Yes, 2016 wasn’t the best for the then-Wrexham striker but then again neither was it for the new Peterborough United forward Ricky Miller, you may recall.
Dumped by Luton Town after being charged – not found guilty of – racially aggravated assault, Miller was picked up by Dover Athletic and then cleared. The rest we know about, few were better in Non-League football last season.
Now trebling his money at London Road, the sky’s the limit for prolific striker Miller in League One this season.
“I’ve heard his story and coming through the other side like he did is something I aspire to,” said Gray, whose goalscoring antics on trial at Torquay United in early pre-season convinced Kevin Nicholson to make him his.
“It’s not been an easy period in my life but I totally accept some of that is down to me.
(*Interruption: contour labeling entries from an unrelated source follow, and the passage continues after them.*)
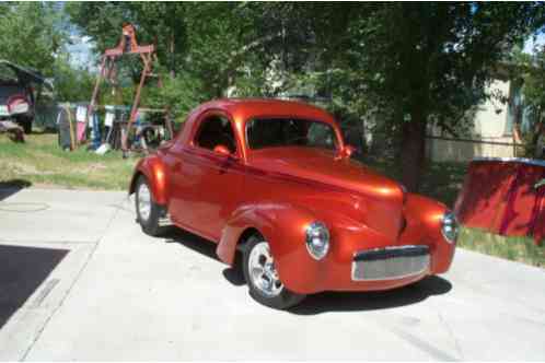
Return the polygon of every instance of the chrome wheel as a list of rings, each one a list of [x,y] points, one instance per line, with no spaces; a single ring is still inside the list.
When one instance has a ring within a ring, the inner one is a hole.
[[[142,222],[147,222],[151,214],[151,194],[146,183],[138,187],[138,213]]]
[[[265,296],[274,297],[282,291],[283,285],[278,278],[269,244],[265,241],[252,248],[248,258],[248,272],[252,284]]]

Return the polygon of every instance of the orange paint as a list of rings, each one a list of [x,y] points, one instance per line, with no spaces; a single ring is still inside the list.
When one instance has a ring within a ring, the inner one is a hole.
[[[233,155],[194,142],[200,121],[210,115],[231,122]],[[251,150],[246,122],[257,117],[325,122],[334,130],[337,150]],[[243,233],[257,230],[270,245],[283,284],[298,293],[386,290],[445,272],[455,249],[441,234],[447,208],[406,194],[398,183],[349,159],[350,153],[338,124],[317,107],[221,99],[195,109],[176,139],[139,163],[137,173],[152,176],[152,194],[173,222],[217,243],[227,264],[233,262]],[[321,260],[310,256],[304,242],[306,226],[315,221],[325,223],[331,234],[329,251]],[[429,246],[430,270],[410,278],[352,281],[355,253],[403,245]]]

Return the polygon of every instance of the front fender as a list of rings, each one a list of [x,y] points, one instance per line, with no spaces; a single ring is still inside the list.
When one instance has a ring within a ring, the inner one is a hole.
[[[161,206],[166,206],[169,200],[169,185],[166,183],[166,167],[156,155],[149,155],[141,159],[132,173],[129,185],[129,195],[135,192],[136,182],[140,175],[146,176],[150,184],[151,197],[153,201]]]
[[[421,241],[430,246],[432,273],[447,272],[452,262],[455,242],[448,242],[441,232],[442,218],[448,208],[429,198],[409,194],[405,204],[406,227],[399,236],[401,244]]]
[[[318,261],[306,251],[306,226],[316,220],[310,210],[291,203],[264,202],[236,209],[222,231],[217,254],[232,265],[236,245],[248,229],[255,229],[269,243],[275,265],[283,284],[292,291],[312,285],[309,278],[320,278]]]

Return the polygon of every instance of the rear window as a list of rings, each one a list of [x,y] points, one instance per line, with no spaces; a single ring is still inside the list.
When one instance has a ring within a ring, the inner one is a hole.
[[[255,118],[246,124],[250,149],[303,147],[334,150],[337,138],[328,124],[302,118]]]

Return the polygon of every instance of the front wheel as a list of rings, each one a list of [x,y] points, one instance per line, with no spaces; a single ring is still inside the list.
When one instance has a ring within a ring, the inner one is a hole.
[[[253,235],[244,248],[243,272],[250,295],[258,303],[286,309],[299,304],[305,295],[289,291],[280,281],[269,244]]]
[[[140,175],[137,180],[135,204],[137,221],[142,231],[150,236],[159,236],[161,234],[159,220],[162,208],[153,201],[150,186],[143,175]]]

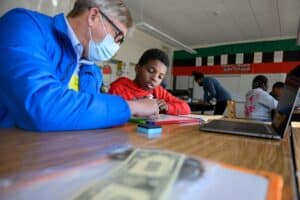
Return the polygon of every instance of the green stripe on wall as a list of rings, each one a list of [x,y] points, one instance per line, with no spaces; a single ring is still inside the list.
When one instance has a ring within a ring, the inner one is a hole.
[[[216,56],[222,54],[236,53],[254,53],[254,52],[273,52],[273,51],[295,51],[300,50],[296,45],[296,39],[264,41],[264,42],[247,42],[239,44],[221,45],[215,47],[195,49],[197,54],[190,54],[186,51],[175,51],[173,59],[191,59],[200,56]]]

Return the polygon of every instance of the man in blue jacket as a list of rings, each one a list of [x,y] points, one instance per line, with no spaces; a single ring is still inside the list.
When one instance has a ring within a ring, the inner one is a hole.
[[[122,0],[77,0],[68,16],[13,9],[0,18],[0,127],[83,130],[157,117],[155,100],[101,94],[94,64],[109,60],[132,26]]]
[[[195,82],[204,90],[204,101],[209,102],[213,98],[217,103],[215,106],[215,115],[223,115],[227,101],[232,100],[230,93],[220,84],[220,82],[213,77],[205,77],[201,72],[193,71]]]

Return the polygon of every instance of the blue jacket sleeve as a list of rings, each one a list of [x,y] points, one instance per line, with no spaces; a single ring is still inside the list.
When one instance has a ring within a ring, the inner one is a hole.
[[[59,50],[50,49],[43,29],[33,23],[26,15],[0,19],[0,104],[14,124],[26,130],[64,131],[127,122],[131,113],[121,97],[67,87],[51,55]]]

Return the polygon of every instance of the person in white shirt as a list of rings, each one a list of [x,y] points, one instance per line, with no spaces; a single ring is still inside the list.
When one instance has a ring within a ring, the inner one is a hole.
[[[252,81],[252,90],[246,94],[245,116],[250,119],[272,121],[272,110],[278,101],[268,92],[268,79],[263,75],[256,76]]]

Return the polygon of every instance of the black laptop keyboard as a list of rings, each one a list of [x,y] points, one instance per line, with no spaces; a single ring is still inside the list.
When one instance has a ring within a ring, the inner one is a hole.
[[[237,121],[225,121],[225,120],[213,120],[208,124],[205,124],[206,128],[237,131],[237,132],[249,132],[249,133],[271,133],[272,129],[267,128],[269,125],[255,124]],[[269,126],[271,127],[271,126]]]

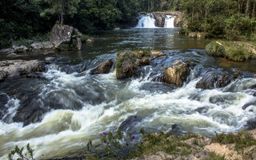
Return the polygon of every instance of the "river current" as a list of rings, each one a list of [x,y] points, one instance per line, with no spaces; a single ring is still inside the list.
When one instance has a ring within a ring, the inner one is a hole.
[[[15,146],[30,144],[37,159],[62,158],[82,152],[87,142],[97,143],[102,132],[114,131],[130,116],[139,117],[126,128],[139,138],[139,130],[170,131],[178,125],[180,134],[214,136],[236,132],[255,118],[255,106],[242,106],[255,99],[256,60],[242,63],[207,55],[206,40],[187,38],[176,28],[130,29],[97,34],[81,51],[51,54],[24,54],[17,58],[56,57],[40,78],[6,79],[0,94],[10,100],[8,113],[0,120],[0,159],[6,159]],[[143,75],[117,80],[115,70],[106,74],[90,71],[116,53],[134,49],[161,50],[167,54],[166,66],[177,59],[197,66],[181,88],[152,82],[152,66]],[[223,88],[195,87],[209,70],[241,70],[243,78]],[[198,110],[202,109],[202,110]],[[17,118],[18,117],[18,118]],[[24,118],[27,116],[27,118]],[[24,122],[18,120],[24,119]]]

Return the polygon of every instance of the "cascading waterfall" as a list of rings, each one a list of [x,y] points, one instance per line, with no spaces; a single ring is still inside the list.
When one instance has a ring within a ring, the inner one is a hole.
[[[166,15],[165,21],[165,28],[174,28],[174,16]]]
[[[155,19],[153,14],[142,15],[136,28],[155,28]]]

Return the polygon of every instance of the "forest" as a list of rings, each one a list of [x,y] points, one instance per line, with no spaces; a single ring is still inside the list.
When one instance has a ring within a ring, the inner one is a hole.
[[[83,34],[134,26],[139,12],[180,10],[188,29],[208,38],[254,40],[255,0],[10,0],[0,2],[0,47],[47,38],[55,23]],[[46,36],[42,36],[46,35]]]

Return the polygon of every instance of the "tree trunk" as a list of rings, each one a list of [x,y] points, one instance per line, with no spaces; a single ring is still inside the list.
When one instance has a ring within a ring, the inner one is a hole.
[[[250,17],[250,0],[247,0],[246,10],[246,17]]]
[[[64,7],[65,7],[65,3],[64,3],[64,0],[62,1],[62,14],[61,14],[61,25],[63,26],[64,24],[64,18],[63,18],[63,14],[64,14]]]
[[[252,18],[255,18],[255,10],[256,10],[256,0],[254,0],[253,12],[251,13]]]

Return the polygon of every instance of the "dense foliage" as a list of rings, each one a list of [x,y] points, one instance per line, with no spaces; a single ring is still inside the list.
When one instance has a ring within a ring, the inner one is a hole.
[[[256,39],[256,0],[8,0],[1,1],[0,7],[0,48],[42,37],[55,23],[87,34],[135,26],[139,12],[164,10],[184,11],[190,32]]]

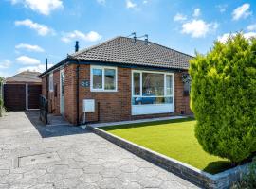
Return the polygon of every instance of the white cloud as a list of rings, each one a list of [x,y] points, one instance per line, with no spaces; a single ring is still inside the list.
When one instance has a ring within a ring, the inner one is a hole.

I know I let everybody down by driving after I had been drinking. My family, friends, colleague and club, not to mention myself. That was the biggest mistake of my life.
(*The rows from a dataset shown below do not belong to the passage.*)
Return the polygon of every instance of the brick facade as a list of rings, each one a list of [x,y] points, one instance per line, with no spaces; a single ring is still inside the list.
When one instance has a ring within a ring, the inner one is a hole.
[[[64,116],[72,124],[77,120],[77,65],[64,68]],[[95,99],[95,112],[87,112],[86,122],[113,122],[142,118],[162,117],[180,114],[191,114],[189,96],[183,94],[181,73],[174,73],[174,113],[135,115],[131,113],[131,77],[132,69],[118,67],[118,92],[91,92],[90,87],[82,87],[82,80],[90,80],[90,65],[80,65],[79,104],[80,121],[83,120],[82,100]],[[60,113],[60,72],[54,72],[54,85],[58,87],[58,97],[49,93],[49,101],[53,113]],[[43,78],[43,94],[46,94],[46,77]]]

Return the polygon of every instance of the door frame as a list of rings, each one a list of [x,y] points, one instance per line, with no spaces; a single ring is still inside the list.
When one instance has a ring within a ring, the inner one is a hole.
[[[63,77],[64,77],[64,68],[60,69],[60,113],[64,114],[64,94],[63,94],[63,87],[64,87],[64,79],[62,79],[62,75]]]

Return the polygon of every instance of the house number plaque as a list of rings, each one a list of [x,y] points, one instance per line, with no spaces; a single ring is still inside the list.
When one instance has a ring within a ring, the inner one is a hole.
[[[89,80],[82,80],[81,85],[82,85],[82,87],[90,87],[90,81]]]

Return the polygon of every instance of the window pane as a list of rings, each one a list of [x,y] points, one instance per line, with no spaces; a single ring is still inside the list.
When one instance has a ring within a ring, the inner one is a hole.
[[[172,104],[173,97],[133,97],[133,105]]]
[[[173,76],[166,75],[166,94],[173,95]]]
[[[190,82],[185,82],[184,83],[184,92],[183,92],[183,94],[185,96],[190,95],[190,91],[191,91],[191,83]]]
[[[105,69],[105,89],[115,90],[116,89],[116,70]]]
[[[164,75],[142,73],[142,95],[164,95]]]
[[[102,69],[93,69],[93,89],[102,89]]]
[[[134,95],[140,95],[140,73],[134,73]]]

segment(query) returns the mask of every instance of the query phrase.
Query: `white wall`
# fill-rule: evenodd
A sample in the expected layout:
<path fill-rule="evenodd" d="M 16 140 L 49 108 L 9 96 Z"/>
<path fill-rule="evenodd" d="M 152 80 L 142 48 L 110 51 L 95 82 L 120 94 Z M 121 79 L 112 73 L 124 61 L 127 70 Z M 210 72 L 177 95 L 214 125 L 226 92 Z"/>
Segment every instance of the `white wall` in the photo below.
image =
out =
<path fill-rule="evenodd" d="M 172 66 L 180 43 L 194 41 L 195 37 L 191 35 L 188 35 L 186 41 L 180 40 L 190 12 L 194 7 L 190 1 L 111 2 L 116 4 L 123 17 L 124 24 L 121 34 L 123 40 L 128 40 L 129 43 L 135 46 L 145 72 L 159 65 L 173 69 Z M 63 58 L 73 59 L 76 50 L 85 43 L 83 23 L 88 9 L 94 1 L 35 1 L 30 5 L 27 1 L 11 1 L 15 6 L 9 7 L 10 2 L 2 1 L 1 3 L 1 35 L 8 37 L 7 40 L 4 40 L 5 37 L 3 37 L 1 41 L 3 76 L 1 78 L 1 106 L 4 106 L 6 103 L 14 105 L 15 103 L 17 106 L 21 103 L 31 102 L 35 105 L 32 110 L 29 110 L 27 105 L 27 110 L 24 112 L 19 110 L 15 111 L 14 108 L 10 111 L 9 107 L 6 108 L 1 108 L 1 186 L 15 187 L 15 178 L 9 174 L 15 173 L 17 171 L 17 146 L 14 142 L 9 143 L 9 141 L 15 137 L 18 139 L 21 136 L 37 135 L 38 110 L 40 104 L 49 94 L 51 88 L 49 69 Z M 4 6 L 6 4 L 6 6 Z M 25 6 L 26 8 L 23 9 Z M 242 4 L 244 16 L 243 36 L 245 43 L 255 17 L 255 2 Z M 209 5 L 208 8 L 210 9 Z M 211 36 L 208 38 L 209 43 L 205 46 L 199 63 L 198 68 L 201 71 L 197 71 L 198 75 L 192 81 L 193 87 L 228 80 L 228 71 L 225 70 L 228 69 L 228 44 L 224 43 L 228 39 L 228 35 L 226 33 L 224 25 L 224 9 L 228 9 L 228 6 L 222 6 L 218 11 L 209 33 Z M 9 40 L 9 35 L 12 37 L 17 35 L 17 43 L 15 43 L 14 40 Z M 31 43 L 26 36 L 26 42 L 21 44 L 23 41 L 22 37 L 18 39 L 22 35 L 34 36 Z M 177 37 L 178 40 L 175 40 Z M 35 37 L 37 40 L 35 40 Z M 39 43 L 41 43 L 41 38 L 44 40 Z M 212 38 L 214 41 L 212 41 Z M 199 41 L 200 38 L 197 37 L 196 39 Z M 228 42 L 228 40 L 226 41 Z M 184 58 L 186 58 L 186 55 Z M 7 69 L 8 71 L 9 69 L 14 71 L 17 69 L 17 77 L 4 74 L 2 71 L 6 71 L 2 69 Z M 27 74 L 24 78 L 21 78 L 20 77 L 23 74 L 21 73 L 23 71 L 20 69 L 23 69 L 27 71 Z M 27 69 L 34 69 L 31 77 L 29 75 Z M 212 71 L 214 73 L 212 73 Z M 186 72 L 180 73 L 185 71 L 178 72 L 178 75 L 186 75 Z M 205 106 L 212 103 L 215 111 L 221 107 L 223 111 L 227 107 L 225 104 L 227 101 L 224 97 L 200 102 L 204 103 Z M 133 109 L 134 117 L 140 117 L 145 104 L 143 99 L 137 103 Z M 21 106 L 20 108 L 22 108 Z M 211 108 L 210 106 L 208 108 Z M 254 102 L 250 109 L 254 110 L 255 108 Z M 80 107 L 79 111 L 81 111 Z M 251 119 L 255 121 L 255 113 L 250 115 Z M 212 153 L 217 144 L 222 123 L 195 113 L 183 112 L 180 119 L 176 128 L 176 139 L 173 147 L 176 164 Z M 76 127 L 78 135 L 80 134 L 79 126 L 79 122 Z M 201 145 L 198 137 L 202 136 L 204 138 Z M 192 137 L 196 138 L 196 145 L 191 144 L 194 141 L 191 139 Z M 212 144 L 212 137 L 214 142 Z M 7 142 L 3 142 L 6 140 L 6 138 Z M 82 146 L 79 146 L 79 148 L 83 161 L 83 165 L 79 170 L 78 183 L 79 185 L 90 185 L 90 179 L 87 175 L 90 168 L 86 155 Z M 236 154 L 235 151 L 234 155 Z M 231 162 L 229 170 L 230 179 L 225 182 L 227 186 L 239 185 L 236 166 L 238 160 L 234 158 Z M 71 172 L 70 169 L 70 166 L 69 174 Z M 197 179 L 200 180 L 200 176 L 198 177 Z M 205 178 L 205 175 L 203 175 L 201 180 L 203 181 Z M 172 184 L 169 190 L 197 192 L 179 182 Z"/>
“But now I’m determined that chapter is closed. I want to make up for what happened and football gives me a great outlet to do that. It drives me on.”
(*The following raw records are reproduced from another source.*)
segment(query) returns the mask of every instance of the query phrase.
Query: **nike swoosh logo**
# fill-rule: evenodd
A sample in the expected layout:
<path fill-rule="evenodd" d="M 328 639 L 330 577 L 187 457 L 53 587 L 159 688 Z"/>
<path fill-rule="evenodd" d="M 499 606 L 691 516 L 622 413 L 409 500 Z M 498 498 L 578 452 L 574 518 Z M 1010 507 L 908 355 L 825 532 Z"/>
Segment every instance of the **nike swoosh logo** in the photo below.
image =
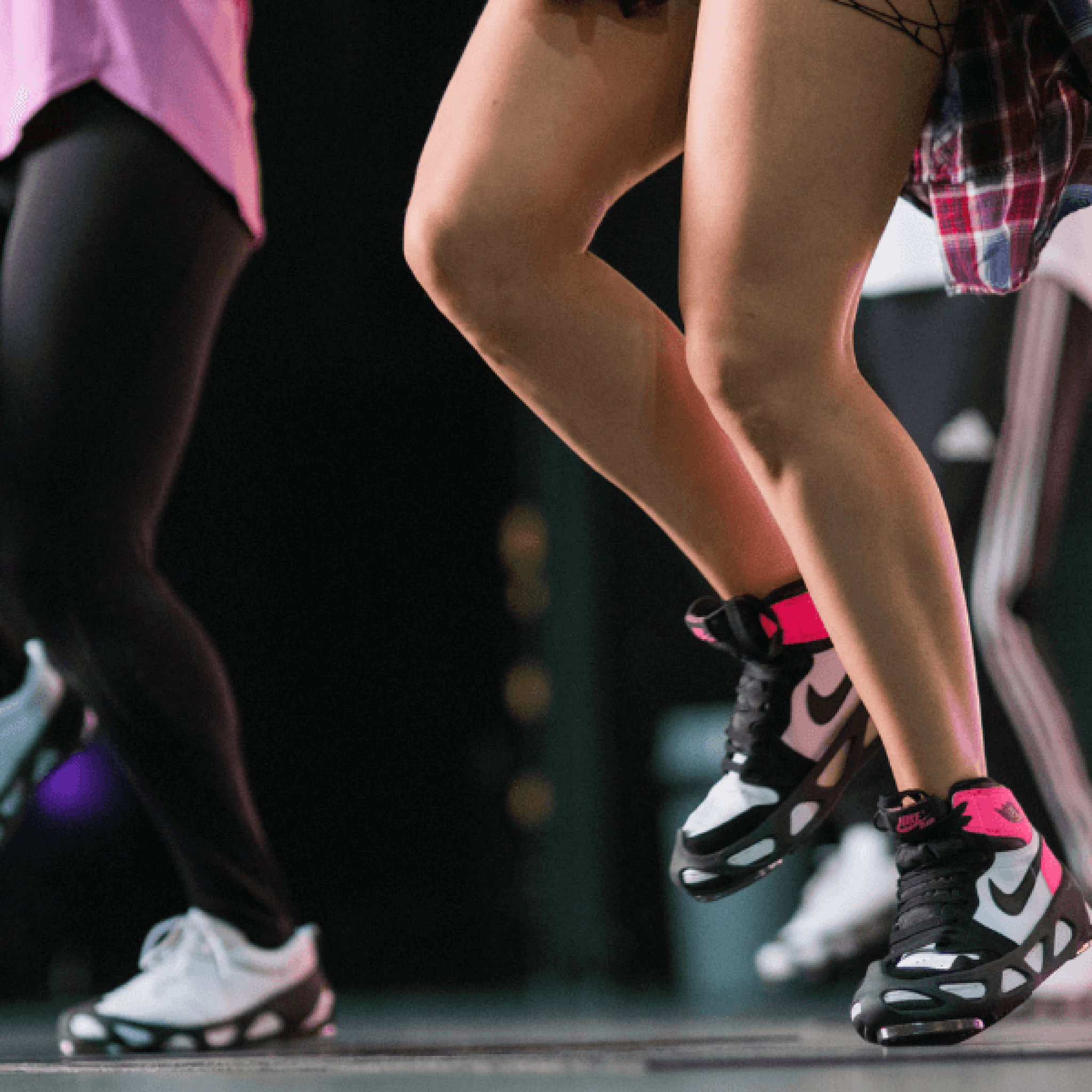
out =
<path fill-rule="evenodd" d="M 838 716 L 838 711 L 845 704 L 845 699 L 853 689 L 850 676 L 846 675 L 834 688 L 833 693 L 819 693 L 810 684 L 808 685 L 808 716 L 816 724 L 830 724 Z"/>
<path fill-rule="evenodd" d="M 1028 871 L 1024 873 L 1024 878 L 1020 881 L 1020 886 L 1016 891 L 1011 894 L 1006 894 L 993 880 L 989 881 L 989 893 L 994 897 L 994 902 L 997 903 L 997 909 L 1002 914 L 1008 914 L 1009 917 L 1019 917 L 1023 913 L 1032 891 L 1035 890 L 1035 880 L 1038 879 L 1038 870 L 1042 865 L 1043 839 L 1040 838 L 1038 853 L 1035 854 L 1035 859 L 1028 866 Z"/>

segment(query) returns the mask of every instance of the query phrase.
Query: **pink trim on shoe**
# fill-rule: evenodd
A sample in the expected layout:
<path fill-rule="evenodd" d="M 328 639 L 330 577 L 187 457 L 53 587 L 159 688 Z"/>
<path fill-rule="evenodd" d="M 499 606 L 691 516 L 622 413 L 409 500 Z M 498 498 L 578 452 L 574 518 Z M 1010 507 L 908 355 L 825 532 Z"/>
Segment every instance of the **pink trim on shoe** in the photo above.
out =
<path fill-rule="evenodd" d="M 966 805 L 965 814 L 971 819 L 963 828 L 970 834 L 1019 838 L 1025 845 L 1035 836 L 1034 827 L 1004 785 L 961 790 L 952 796 L 952 807 L 961 804 Z"/>
<path fill-rule="evenodd" d="M 1058 864 L 1058 858 L 1051 852 L 1051 847 L 1043 843 L 1043 879 L 1046 880 L 1046 886 L 1051 890 L 1051 894 L 1054 894 L 1058 890 L 1058 885 L 1061 882 L 1061 865 Z"/>
<path fill-rule="evenodd" d="M 822 624 L 822 618 L 819 617 L 819 612 L 816 610 L 816 605 L 811 602 L 811 595 L 808 592 L 802 592 L 792 598 L 767 605 L 781 622 L 785 644 L 828 640 L 827 627 Z M 761 622 L 767 637 L 772 637 L 774 633 L 773 622 L 769 618 L 762 618 Z"/>

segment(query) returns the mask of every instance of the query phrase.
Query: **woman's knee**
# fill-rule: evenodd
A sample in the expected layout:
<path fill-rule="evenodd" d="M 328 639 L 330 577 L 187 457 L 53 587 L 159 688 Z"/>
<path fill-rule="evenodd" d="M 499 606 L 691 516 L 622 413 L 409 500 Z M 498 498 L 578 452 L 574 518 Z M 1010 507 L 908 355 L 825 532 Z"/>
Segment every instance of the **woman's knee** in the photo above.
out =
<path fill-rule="evenodd" d="M 854 370 L 852 351 L 834 332 L 761 306 L 688 321 L 687 365 L 722 427 L 773 477 L 793 458 L 812 410 L 836 396 Z"/>
<path fill-rule="evenodd" d="M 416 193 L 403 246 L 425 290 L 472 336 L 518 324 L 549 268 L 578 249 L 559 218 L 542 210 Z"/>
A big error, and one played out for all to see. His story was told on 999: What’s Your Emergency? and public humiliation – and court – soon followed for the punished player.
But he endured awful fortune, too. No pro expects to break their ankle, even fewer to have a ten million-to-one spider bite that had the 25-year-old questioning if he would ever recover.
“I was asleep in my apartment in Manchester and felt a sharp bite to my arm,” he recalled. “I didn’t think too much of it, but it soon became very serious.
“The hole was so big they had to heal it from the side and pack it with antibiotics. It was horrendous, I felt like I would never get my life back.
“It took over two months and mentally it sucked the life out of me. It all came at once. The infection went right up my arm and I feared I’d never play again, so that’s why this season is so important to me.”
Not quite the ‘Killer Spider Eats Footy Ace’ that the Daily Star plastered over their front page, but harrowing enough.
“I’m so glad to be at Torquay, it’s a fresh start and time to make the headlines about my football and nothing else,” Gray accepts.
“Nico (Nicholson) just seems to get the best out of me, and I love his style of management. There’s a serious team ethic here and I buy into that.”
The Gulls get their campaign off and underway with the visit of Tranmere Rovers next Saturday.
“They could have given us an easier first game!” the striker joked. “It’s a great way to open up the season so I’m just focused now on getting myself in the team and hopefully we can make the start that we really want.”